Abstract: Due to richness of information in forums, researchers are increasingly interested in mining knowledge from forums. From this observation, the forum posts and replies are clustered and analyzed in order to improve the user knowledge in the field. To harvest knowledge from the forum the contents must be downloaded. Forum board or thread is usually divided into multiple pages which are linked by page flipping links.  The forum sites contain different pages like entry pages, thread pages and page flipping.             The forum mining have three phases: preprocessing, mining the data by applying various data mining strategies such as clustering and post processing. In preprocessing raw data is transformed into a usable format, mainly by parsing and cleaning.  While preprocessing, the pages are downloaded as the html file and the files are invoked into parsing and assign attributes like forum id, forum title, thread count, post count.
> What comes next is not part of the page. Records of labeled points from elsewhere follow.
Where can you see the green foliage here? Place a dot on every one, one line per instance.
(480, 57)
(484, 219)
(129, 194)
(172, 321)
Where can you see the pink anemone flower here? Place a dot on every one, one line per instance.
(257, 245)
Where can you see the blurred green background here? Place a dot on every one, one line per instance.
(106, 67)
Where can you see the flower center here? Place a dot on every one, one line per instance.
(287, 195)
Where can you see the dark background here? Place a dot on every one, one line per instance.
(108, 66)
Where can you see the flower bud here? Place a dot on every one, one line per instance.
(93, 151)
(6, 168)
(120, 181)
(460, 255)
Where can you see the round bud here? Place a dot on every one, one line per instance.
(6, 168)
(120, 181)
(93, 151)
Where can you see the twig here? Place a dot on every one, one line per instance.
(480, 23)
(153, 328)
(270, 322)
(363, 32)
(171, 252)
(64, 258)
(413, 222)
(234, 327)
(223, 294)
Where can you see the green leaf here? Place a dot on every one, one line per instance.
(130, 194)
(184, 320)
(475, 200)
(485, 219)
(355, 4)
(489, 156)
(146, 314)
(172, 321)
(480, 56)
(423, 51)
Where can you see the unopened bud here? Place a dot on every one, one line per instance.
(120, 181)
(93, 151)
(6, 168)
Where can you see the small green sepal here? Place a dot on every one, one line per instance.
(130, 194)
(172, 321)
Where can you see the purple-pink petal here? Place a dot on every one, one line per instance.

The parsing process is accomplished; data cleaning process is applied to the downloaded post sets and automatically remove noise data and irrelevant data. Clustering algorithm is applied for the preprocessed data to groups the forums into various clusters.  The clustering is accomplished by using all topics and sub topics of the forum. The four dimensions of clustering are number of posts/topics, average sentiment values/topics, positive percentage of posts/topics and negative percentage of posts/topics. The posts/topics dimension are determined by number of replies for a post, the sentiment values of this topics are identified from user replies, it describe the user opinion, the positive and negative dimensions are determined from user replies, describe the user perception in the posts. The positive and negative dimensions are also used to identifying the user attitude and pros and cons of the specific topics are discussed in the particular forum. In the post processing stage numbers of clusters are obtained. The obtained final clusters are grouped based on the topics with similar sentiment values and user opinions. Based on the sentiment values, the positive and negative posts are clustered for each thread. Information seekers, decision makers can benefit from this clustering. It simplifies the decision making process.

 

Keywords: Clustering, Forum, Graph, Threads.